Two 3U OpenVPX boards creep into 6U performance rates
Two scalable, modular Intel-based 3U OpenVPX single board systems offer more I/O, processing, and patented cooling technology than is possible in 6U size, says General Micro Systems (GMS).
The X9 Spider 3U OpenVPX single board systems have been developed with the Modular Open Standards Approach (MOSA) and are aligned to the the Open Group Sensor Open Systems Architecture (SOSA) technical standard. “The upside of OpenVPX and SOSA is interoperability and . . . a modular open standards approach (MOSA), but the backplane can also be restrictive for I/O, bandwidth and upgradeability,” says Ben Sharfi, GMS founder and chief architect.
The X9 Spider VPX-HS and VPX-S are based on an Intel 11th generation Tiger Lake-H 8 Core i7 CPU with 64Gbyte of memory. Conduction- and air-cooled versions are available. Both are intended for deployment in military and aerospace or rugged applications.
They have a large bandwidth via multiple sealed USB4 and 100Gbit Ethernet ports, offering up to 455Gbits per second. This is sufficient to free designers from the bottlenecks of the OpenVPX backplane, says GMS, while remaining interoperable with other industry vendors’ boards and systems.
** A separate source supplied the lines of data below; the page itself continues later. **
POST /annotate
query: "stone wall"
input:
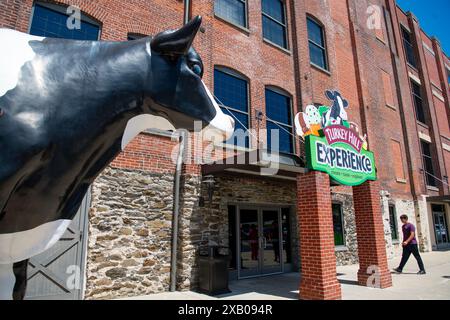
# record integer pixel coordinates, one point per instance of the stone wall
(129, 234)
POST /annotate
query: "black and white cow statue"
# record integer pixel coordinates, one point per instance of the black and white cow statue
(67, 109)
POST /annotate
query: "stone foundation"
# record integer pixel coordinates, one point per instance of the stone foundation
(129, 234)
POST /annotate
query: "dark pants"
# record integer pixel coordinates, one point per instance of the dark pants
(414, 249)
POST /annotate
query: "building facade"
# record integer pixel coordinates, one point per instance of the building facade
(265, 61)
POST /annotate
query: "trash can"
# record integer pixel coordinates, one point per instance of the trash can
(213, 267)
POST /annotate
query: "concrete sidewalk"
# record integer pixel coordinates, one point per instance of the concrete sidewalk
(407, 286)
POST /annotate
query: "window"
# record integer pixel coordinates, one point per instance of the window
(279, 114)
(317, 46)
(51, 21)
(393, 222)
(418, 102)
(232, 93)
(338, 225)
(274, 22)
(409, 48)
(234, 11)
(428, 164)
(397, 159)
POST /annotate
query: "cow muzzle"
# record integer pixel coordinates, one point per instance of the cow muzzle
(221, 127)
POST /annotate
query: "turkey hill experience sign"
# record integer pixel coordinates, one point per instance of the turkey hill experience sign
(334, 145)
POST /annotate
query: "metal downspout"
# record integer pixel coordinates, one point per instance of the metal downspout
(187, 9)
(176, 212)
(176, 206)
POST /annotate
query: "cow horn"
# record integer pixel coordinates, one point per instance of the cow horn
(177, 42)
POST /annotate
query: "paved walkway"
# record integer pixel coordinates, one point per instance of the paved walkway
(407, 286)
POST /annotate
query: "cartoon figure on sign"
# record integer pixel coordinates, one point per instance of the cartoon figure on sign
(337, 114)
(355, 128)
(308, 122)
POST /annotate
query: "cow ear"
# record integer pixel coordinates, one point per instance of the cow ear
(179, 41)
(330, 94)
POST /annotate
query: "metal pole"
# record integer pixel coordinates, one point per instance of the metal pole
(187, 9)
(176, 206)
(176, 213)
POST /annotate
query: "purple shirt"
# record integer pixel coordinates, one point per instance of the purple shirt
(407, 229)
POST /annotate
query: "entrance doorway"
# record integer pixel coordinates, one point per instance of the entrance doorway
(440, 227)
(263, 241)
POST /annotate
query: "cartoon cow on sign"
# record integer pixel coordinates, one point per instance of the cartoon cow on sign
(337, 114)
(68, 108)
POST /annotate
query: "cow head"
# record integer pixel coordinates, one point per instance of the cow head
(338, 109)
(176, 95)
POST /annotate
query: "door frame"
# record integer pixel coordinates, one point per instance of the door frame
(259, 208)
(440, 246)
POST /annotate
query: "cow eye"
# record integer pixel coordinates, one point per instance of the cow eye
(197, 69)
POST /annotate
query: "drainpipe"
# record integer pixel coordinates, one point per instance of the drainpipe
(176, 212)
(187, 10)
(176, 206)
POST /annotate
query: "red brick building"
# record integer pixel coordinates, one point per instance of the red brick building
(266, 60)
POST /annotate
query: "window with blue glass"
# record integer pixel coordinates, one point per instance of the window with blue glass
(409, 47)
(279, 117)
(52, 22)
(274, 22)
(317, 46)
(232, 95)
(234, 11)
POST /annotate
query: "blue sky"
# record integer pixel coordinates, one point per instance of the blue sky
(434, 18)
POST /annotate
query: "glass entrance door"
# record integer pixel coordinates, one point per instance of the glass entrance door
(260, 242)
(270, 251)
(440, 227)
(248, 243)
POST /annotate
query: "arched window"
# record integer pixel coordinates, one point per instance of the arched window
(55, 21)
(231, 91)
(274, 22)
(234, 11)
(279, 117)
(317, 44)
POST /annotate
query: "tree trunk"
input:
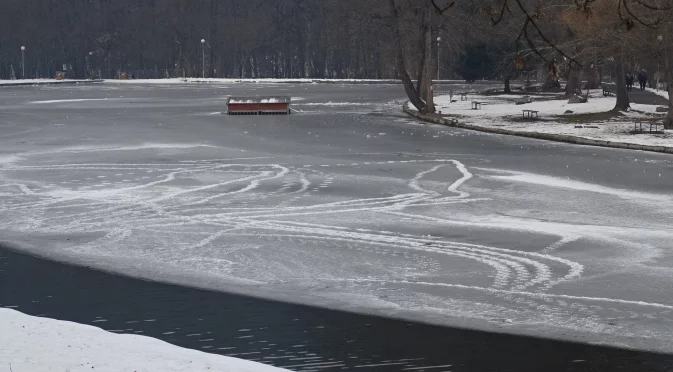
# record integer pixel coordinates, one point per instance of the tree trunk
(623, 102)
(668, 121)
(425, 83)
(574, 82)
(668, 70)
(402, 72)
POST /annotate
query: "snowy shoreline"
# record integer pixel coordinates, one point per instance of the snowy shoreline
(499, 114)
(36, 344)
(171, 81)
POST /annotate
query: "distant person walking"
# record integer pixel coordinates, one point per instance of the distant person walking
(629, 81)
(642, 79)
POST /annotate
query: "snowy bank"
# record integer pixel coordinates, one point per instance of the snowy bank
(38, 344)
(659, 92)
(265, 81)
(44, 82)
(556, 117)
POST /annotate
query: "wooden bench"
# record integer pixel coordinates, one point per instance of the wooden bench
(608, 91)
(530, 114)
(638, 126)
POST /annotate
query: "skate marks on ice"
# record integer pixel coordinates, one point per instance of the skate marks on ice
(224, 217)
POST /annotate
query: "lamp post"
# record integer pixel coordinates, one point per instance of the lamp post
(23, 62)
(203, 56)
(439, 40)
(90, 66)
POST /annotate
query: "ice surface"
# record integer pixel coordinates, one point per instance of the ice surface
(425, 222)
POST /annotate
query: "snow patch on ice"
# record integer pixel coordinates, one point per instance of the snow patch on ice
(543, 180)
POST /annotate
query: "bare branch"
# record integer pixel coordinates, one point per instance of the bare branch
(441, 10)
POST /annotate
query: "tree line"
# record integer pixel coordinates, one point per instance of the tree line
(242, 39)
(581, 42)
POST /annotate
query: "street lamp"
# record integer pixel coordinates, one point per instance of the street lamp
(203, 56)
(90, 66)
(23, 62)
(439, 40)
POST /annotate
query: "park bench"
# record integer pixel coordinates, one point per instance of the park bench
(530, 114)
(608, 90)
(638, 126)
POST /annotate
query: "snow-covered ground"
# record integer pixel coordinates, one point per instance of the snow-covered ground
(501, 112)
(37, 81)
(34, 344)
(659, 92)
(259, 81)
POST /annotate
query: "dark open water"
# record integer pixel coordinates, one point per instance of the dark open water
(299, 338)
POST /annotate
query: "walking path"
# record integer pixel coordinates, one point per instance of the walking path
(592, 123)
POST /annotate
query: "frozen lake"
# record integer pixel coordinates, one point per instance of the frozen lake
(349, 205)
(297, 337)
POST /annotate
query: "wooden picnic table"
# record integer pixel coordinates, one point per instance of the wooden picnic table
(529, 114)
(638, 126)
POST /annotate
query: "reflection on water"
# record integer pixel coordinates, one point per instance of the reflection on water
(299, 338)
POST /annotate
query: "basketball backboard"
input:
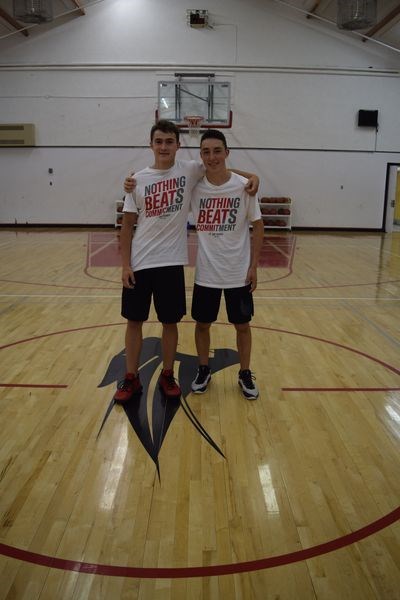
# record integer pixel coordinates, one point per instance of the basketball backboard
(195, 94)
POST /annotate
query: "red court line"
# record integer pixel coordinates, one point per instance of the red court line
(212, 570)
(340, 389)
(39, 385)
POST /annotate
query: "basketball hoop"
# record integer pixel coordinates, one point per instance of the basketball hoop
(194, 124)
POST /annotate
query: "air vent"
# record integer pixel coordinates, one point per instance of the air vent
(17, 134)
(356, 14)
(33, 11)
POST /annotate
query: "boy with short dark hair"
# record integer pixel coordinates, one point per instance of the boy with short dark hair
(226, 259)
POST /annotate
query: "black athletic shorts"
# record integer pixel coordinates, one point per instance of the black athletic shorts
(206, 302)
(167, 287)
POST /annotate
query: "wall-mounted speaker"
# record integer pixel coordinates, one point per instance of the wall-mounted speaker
(368, 118)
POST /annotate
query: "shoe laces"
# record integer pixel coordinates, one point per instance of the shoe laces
(169, 379)
(126, 384)
(247, 377)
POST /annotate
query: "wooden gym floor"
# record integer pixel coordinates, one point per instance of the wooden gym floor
(293, 496)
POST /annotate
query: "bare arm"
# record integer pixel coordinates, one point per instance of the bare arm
(253, 181)
(128, 222)
(129, 184)
(256, 245)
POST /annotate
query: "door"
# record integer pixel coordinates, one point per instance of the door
(392, 186)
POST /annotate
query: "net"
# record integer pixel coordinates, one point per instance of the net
(194, 124)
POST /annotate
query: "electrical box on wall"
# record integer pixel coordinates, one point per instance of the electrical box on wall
(17, 134)
(197, 18)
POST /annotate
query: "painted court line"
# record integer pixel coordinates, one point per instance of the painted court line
(33, 385)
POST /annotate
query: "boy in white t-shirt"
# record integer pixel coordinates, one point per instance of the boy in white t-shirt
(227, 258)
(153, 254)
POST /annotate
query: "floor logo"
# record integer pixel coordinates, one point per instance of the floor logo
(163, 409)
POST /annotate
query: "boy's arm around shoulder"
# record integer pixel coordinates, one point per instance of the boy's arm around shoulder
(129, 221)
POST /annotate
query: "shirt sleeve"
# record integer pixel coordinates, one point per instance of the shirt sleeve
(129, 203)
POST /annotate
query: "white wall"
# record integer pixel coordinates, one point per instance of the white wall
(90, 86)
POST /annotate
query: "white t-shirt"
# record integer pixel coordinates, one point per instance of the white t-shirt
(222, 215)
(162, 200)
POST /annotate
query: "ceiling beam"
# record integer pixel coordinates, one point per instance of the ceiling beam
(313, 9)
(81, 9)
(389, 17)
(4, 15)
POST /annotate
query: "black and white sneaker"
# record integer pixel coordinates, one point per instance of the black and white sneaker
(199, 385)
(246, 382)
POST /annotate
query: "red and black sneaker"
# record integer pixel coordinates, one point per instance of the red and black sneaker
(128, 387)
(168, 385)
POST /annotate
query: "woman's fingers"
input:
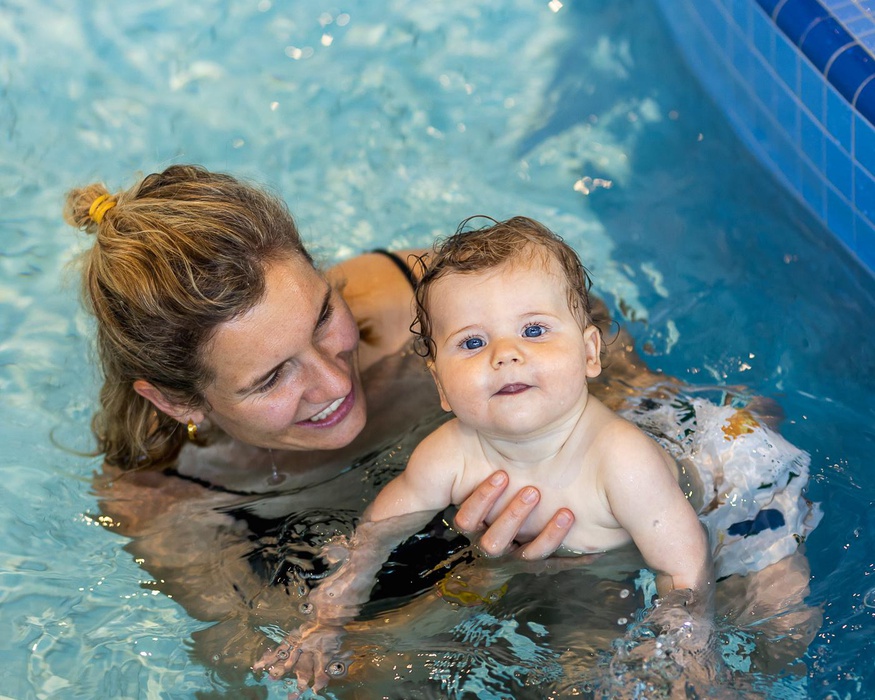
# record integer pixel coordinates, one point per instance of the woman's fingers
(549, 539)
(472, 513)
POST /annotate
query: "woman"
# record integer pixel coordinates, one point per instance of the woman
(235, 370)
(232, 367)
The X9 Spider VPX-HS is a two-slot single board system equipped with sealed, quad 40Gbits per second USB4 Type-C ports and dual 100Gbits per second Ethernet ports, which collectively provide 360Gbits per second of data pipelines to other boards, systems and sensors. The -HS version includes two additional M.2 SSD sites and a high bandwidth Nvidia general purpose GPU co-processor MXM site that doubles as a PCIe bus extender.
The single-slot X9 SPIDER VPX-S that omits the dual 100Gbits per second Ethernet fibre ports, the MXM site, and has dual M.2 SSDs.
Both VPX module types also include two PCIe-Mini add-in card sites, 10Gbit Ethernet, USB 3.2 and other on-board ports.
Cooling the dense modules is accomplished via GMS patented RuggedCool and RuggedCool2 hot spot cooling, floating heat plane, and multi-link three-side cooling wedgelocks. Collectively, these cooling solutions provide over 100W+ of cooling per 3U OpenVPX slot.
PCIe Gen 4 on-board fabrics move data to the backplane and the 100Gbit Ethernet ports at 16Gtransfer per second with low latency. As a SOSA-aligned payload profile board, all mandatory I/O is present on the P0-P2 connectors, making the board backplane interoperable with other vendors and in spirit with the DoD [Department of Defense] Tri-Service memo requiring a Modular Open Standards Approach (MOSA) to systems design.
The company has also announced up to four on-board solid state devices (SSDs) for embedded RAID data storage, two PCIe-Mini sites, and an add-in Nvidia RTX5000GPGPU artificial intelligence (AI) co-processor and a 12V DC-only scalable architecture that transcends the restrictive OpenVPX bus, says the company. One GMS module set can replace an entire chassis of OpenVPX modules, it claims.
The X9 Spider VPX-HS and VPX-S modules also provide sealed USB4/Thunderbolt4 and scalability. “Even though they’re SOSA-aligned and interoperable, we also provide the industry’s highest-performance features and a path for system-level technology refresh with CPU and pinout upgrades that avoid backplane re-spins,” added Sharfi.